Constructed in 1755-1759, the Gunston Hall was the mansion home of United States founding father George Mason, who was the framer of the Constitution of the United States and author of the Virginia Declaration of Rights(basis of the United States of Rights).
The 18th-century Georgian mansion overlooking the Potomac River built in the center of the 5,550 acres plantation is now a museum that has a mission to “utilize fully the physical and scholarly resources of Gunston Hall to stimulate continuing public exploration of democratic ideals as first presented by George Mason in the 1776 Virginia Declaration of Rights.” Thousands of visitors troop into this museum to see for themselves the life and times of this dedicated and patriotic American evoked by his magnificent house.
Tour of Gunston Hall
The mansion is an exceptional model of Georgian architecture. The exquisite interior carvings, designed by William Buckland, a carpenter and indentured servant from England serve as a remarkable milieu for guided tours discoursing the 18th century Chesapeake household. The scenery at Gunston Hall comprises a massive central allée, understood to have been planted when George Mason was resident there. The Deer Park and the Potomac River lies just beyond the garden. The Guston Hall plays host to several events ranging from family-friendly events, scholarly lectures and symposia on an annual basis.

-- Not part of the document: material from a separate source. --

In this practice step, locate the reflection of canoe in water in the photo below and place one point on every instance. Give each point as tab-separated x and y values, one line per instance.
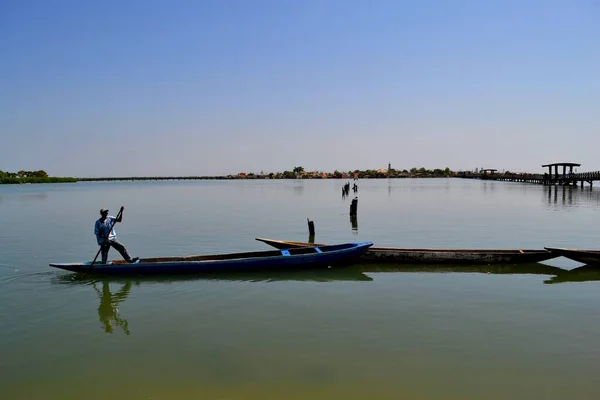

While on Gunston Hall, you begin your visit at the Visitor Center, where you watch an 11-minute movie titled “George Mason and the Bill of Rights” that showcases the political career and personal life of George Mason, and the aspects of the culture of the 18th-century plantation. The outbuildings are also features of exploration, which typically represents buildings of the 18th-century support buildings for a plantation household. The reconstructed buildings are kitchen, dairy, laundry, and a smokehouse and they surround a well that still stands on its 18th-century foundation. These outbuildings are self-guided with interpretive data for the slave housing.
A stroll from the Gunston Hall welcomes you to the massive central allée, understood to have been planted when George Mason was resident there. Appreciate the view of the Deer Park and the Potomac River lying just beyond the garden or take a stroll to the river banks and see for yourself the peaceful scenery that blows with a cool breeze. The Mason family graveyard is also a feature to behold just some few distance from the house. Archaeologists are essentially found during the warm weather months on the grounds in their quest for further information about the plantation of Mason.
Without visiting The Museum shop while on a visit or tour of the Gunston Hall will seem to be an empty visit as here one can find many useful resources about Gunston Hall, George Mason, 18th-century life as well as a variation of unique gift items.